The company's revenue decreased 18.5 percent to $2.138 billion in 2008, as a stumbling economy hammered same-store sales, while higher fuel prices, tight credit and declining home equity unraveled consumer confidence.

"We have accelerated cost-cutting measures to be proportional to the rapid and unexpected decline in the economy," Lithia Chairman and Chief Executive Officer Sid DeBoer said during a conference call. "December was almost a break-even month. Through our marketing effort, January customer traffic was up 11 percent from December and our unit sales were higher in January from December."

Based on fourth-quarter results and early 2009 trends — e-mail leads were up 40 percent during January — DeBoer vowed to fight on against recessionary trends and anticipates returning to profitability.

Lithia lost $4.278 million, or 21 cents per share, in the fourth quarter after inclusion of nine cents per share operating loss and 10 cents per share impairment on discontinued operations. The company said its net loss from continuing operations in the fourth quarter of 2008 was $419,000 or two cents per diluted share, compared to the prior year net loss from continuing operations of $409,000 or two cents per share, due to restatement of last year's results following discontinued operations designations.

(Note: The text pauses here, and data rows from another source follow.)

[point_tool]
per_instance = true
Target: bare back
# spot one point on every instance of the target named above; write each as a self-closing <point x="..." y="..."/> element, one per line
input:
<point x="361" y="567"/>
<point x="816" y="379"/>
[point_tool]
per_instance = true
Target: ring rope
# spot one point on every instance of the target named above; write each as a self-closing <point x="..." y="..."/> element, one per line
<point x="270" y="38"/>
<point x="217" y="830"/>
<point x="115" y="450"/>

During the fourth quarter, same store sales for new vehicles dropped 39.2 percent and 17.4 percent for used vehicles, compared to 2007. Parts and service same-store sales held relatively stable, with a slight decline of 1.7 percent.

Lithia raised close to $100 million dollars during 2008 from the sale of stores, financing of real estate, and the sale of development properties. In selling stores, it moved closer to balancing its mix of domestic and foreign car offerings.

"This illustrates the significant headway our company has made in our restructuring actions and cost reductions," DeBoer said.

"These restructuring actions are ongoing, and we have shown great progress on the plans outlined over the past five quarters," he said.

The company paid down its line of credit from $184 million at the start of the year to approximately $86 million at the end of the fourth quarter. Lithia has also repurchased and retired half of its convertible notes, producing a pre-tax gain of approximately $5.2 million.

Still, the company has struggled to reduce inventory. Chief Financial Officer Jeff DeBoer said the supply is nine days above its historic average.

A year ago, Lithia operated 110 stores in 46 markets in 15 states. As of Monday, Lithia had 93 stores in 39 markets located in 11 states, and Texas dealerships accounted for more than 25 percent of vehicle sales.

Sid DeBoer announced Lithia's top executives were forfeiting bonuses for the second-straight year.

"Our senior management team has experienced several recessions and cost-cutting reductions," he said. "We look for a less stressful year."